13日、戦闘がつづいているザガイン地方域で、国軍と反クーデター人民防衛隊(PDF)の民兵とが衝突し、少なくとも30人の国軍兵士が死亡。報復に、国軍兵士が民間人を攻撃している。

13日、国軍、ザガイン地方域Minkin郡区のLong Pyae村を襲撃し、恐怖から村の外へ走って逃げた5人の地元住民を射殺。

13日、国軍、カヤー(旧カレンニー)州Hprusoでの砲撃により、5つのキリスト教教会が大被害を受けた。

13日、国軍兵士、モン州Mudon郡区に住む16歳と17歳の少年を自宅で逮捕。

13日午前9時14分頃から午後5時頃まで、ヤンゴンを含む全土で停電 (システム故障による)。

10月14日

14日、国軍はチン州で、13軒の家と教会があるRialti村全体を燃やした。CDF (チンランド防衛隊) / CAN (チン国民軍) との戦いが激化するにつれて、Falam-Hakha道路にあるThlanrawn村で少なくとも10軒の家を燃やした。
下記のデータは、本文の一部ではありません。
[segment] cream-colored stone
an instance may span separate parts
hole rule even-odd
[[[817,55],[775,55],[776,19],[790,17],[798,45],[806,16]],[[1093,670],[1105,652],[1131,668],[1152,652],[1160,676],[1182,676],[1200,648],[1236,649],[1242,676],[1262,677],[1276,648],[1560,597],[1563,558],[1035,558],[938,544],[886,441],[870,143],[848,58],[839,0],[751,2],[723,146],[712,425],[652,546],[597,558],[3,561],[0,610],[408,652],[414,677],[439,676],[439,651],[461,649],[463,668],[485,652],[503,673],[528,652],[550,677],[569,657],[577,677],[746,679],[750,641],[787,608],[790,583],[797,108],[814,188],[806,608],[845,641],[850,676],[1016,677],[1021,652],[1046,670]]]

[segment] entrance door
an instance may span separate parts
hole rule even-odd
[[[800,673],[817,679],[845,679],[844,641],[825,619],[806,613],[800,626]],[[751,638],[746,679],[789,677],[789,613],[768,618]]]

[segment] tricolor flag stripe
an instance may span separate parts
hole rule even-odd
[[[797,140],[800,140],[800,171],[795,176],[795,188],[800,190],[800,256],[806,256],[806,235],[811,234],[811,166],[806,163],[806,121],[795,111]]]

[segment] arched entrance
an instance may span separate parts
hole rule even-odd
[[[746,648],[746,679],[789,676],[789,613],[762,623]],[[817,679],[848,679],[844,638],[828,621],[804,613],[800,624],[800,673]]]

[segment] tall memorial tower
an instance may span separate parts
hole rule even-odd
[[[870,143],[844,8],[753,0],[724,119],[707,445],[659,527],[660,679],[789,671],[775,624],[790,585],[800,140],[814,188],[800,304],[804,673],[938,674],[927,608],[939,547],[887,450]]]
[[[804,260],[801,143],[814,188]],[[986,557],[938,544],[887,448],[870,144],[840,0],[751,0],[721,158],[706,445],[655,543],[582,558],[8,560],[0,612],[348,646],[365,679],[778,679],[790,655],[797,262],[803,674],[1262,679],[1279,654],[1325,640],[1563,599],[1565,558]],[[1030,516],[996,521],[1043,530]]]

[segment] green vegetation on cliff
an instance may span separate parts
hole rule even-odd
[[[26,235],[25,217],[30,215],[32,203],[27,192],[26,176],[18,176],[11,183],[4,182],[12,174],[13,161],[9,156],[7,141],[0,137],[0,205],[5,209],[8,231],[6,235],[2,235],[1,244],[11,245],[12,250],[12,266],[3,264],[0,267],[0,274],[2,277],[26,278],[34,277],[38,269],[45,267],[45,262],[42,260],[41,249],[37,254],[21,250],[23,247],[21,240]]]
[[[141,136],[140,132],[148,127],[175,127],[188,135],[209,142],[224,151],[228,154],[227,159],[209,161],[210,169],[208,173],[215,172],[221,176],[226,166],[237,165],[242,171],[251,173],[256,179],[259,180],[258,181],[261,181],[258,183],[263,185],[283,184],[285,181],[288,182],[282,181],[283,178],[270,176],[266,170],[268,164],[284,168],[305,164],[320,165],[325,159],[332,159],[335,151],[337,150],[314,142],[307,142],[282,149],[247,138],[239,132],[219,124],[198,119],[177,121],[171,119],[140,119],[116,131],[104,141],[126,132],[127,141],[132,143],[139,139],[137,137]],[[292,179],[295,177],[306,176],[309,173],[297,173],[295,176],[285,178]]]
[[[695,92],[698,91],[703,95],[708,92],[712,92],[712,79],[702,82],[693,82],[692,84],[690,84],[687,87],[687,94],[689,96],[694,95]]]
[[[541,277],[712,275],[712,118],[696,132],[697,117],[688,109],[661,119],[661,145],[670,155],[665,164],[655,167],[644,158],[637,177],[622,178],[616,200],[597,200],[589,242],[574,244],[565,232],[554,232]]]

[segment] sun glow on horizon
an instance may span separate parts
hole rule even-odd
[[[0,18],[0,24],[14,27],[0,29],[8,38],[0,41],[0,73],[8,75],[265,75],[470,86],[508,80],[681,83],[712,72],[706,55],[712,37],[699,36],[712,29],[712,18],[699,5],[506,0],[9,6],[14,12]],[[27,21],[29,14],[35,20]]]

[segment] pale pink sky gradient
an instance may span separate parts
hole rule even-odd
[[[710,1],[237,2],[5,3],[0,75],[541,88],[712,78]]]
14日、チンランド防衛隊 (CDF;4月に地元住民が結成)、国軍の砲兵隊が配備されている、 軍事的緊張を避けてこの場を離れるよう人々に促した。チン州 Mindat郡区では、国軍側が2両の戦車を伴った歩兵部隊を配備した。

14日、CNA(チン国民軍)/ CDF(チンランド防衛隊)、チン州に接続するほとんどの道路と主要補給ルートを制御または破壊して、国軍の援軍と補給品輸送を妨害した。

14日、国軍兵士と民兵約300人、カチン州Putaoから軍用機によって、国軍とPDFとの戦いが行われているザガイン地方域に輸送された。この民兵は2007年のサフラン革命でも軍隊を助けた。

14日、ザガイン地方域で、反クーデター運動に対抗するために軍の支援を受けて結成されたPyu Saw Htee民兵のメンバー30人が、25丁のtumiライフルを持ってHtee Lin YDFレジスタンスグループに降伏

14日、国軍側、アウンサンスーチー氏とウィンミン氏の代理人である弁護士が、メディア、外部組織、国際NGO、および外国政府当局者と直接的または間接的に関与することを禁じ、裁判の内容、拘束されている指導者の発言や健康状態等が外部に伝えられないようにした。

14日、NUG、「一部の外国の非国家武装集団(NSAG:インドのメイテイ族の反乱軍兵士?)が、軍事フンタの助けを借りてミャンマーの領土内に定住している。近隣諸国が国家安全保障への脅威と見なしている事業体がミャンマーの領土内に定住することを許可しない」と宣言。

14日、ヤンゴン地方域Khayan郡区で、Khayan人民行政グループ (CDMスタッフ、活動家、および国民防衛隊が形成) が一時的に形成された。 PDF Khayanが10月3日に国軍側が任命した区管理者に辞任するよう警告した後、65人がすでに職を辞し、Khayan郡区の管理は完全に停止した。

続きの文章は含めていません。